|
Ublas : |
From: Gunter Winkler (guwi17_at_[hidden])
Date: 2007-03-02 07:43:16
On Friday 02 March 2007 13:21, Sourabh wrote:
> Hi,
> Can anyone please suggest me some optimizations in the loop to improve
> the overall speed of the following program ?
>
> The steps I am doing are:
> 1. Solve for Y the equation: (I-X) Y = B, where X is a lower triangular
> sparse matrix.
>
> 2. Multiply Y with lower triangular sparse matrix Z, A = Y*Z.
> 3. Add A to another vector.
>
> The sizes in the above steps are of order of 100.
Why don't you use dense matrices and fast BLAS (see
http://math-atlas.sourceforge.net/)? This is usually extremly fast for small
matrices (read: smaller than the processor cache)
Without any knowledge of the structure of your matrices, no-one can make any
suggestions. The general answer is: Try to find an ordering of rows/columns
such that X and Y are band matrices and use banded BLAS.
> The above mentioned sequence is repeated by 2e9 times. So it is taking too
> much time.
Precompute as much as possible outside your loop.
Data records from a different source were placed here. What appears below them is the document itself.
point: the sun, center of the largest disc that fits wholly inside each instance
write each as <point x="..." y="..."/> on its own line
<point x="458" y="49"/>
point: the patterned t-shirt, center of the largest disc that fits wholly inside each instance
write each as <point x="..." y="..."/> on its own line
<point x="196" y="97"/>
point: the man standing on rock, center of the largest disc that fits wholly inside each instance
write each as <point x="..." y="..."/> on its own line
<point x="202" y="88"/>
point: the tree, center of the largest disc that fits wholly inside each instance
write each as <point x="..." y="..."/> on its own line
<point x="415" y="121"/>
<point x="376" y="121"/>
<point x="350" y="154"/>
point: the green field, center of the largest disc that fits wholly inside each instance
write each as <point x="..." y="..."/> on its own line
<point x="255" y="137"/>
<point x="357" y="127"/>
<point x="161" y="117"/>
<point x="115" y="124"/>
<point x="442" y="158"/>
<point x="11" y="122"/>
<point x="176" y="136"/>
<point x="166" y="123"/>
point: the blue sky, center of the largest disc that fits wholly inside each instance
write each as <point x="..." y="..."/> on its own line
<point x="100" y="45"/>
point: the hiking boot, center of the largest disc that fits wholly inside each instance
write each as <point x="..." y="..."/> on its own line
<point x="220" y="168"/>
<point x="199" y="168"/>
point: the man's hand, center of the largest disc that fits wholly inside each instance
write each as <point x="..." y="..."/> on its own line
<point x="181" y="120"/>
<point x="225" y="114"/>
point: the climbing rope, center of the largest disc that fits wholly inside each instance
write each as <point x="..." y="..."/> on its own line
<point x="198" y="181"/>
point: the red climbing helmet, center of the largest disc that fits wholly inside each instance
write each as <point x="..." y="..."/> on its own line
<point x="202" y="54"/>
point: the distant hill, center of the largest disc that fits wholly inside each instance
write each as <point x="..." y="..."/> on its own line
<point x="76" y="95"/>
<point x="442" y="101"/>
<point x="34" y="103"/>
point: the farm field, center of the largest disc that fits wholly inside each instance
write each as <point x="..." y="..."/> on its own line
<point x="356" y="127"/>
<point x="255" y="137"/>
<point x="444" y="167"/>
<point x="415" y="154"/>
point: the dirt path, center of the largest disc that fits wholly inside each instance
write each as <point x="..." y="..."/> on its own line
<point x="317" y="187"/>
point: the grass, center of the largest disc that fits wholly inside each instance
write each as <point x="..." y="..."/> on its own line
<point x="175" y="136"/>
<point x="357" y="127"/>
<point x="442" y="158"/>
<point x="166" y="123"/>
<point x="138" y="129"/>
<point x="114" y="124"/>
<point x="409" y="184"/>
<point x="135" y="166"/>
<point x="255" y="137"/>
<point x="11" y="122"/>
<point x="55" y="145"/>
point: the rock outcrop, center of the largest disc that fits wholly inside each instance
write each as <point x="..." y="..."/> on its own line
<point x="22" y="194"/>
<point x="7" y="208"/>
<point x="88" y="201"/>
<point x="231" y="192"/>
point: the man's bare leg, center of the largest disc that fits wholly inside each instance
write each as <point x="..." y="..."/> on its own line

If necessary split the loop
and try to use large dense matrices and fast BLAS. (No, ublas is not fast -
ublas is _reliable_)
> I am sure if I optimize the inner-most loop, it can be made fast.
> What optimizations can be made in the loop ?
> int main (int argc, char* argv[])
> {
> unsigned int samples = atoi (argv[1]);
> unsigned int numpaths = atoi (argv[2]);
> unsigned short gatesperpath = atoi (argv[3]);
>
> for (unsigned int i = 0; i < samples; ++i) {
> for (unsigned int j = 0; j < numpaths ; ++ j) {
> mapped_matrix<double> lembda (gatesperpath, gatesperpath);
> identity_matrix<double> ident (gatesperpath);
are these matrices constant and independent of i and j? If so, initialize them
before the loop and use a compressed_matrix.
> slopes = solve (lembda, omegas, lower_tag ());
You mean unit_lower_tag(): Solve (I+lembda) x = omegas?
> vector <double> delays (gatesperpath);
move the construction out off the loop
> delays = prod (lembda, slopes);
> delays += omegas;
try: noalias( delays ) = omegas;
axpy_prod( lambda, slopes, delays, false ); // from operation.hpp
> }
> }
>
> }
mfg
Gunter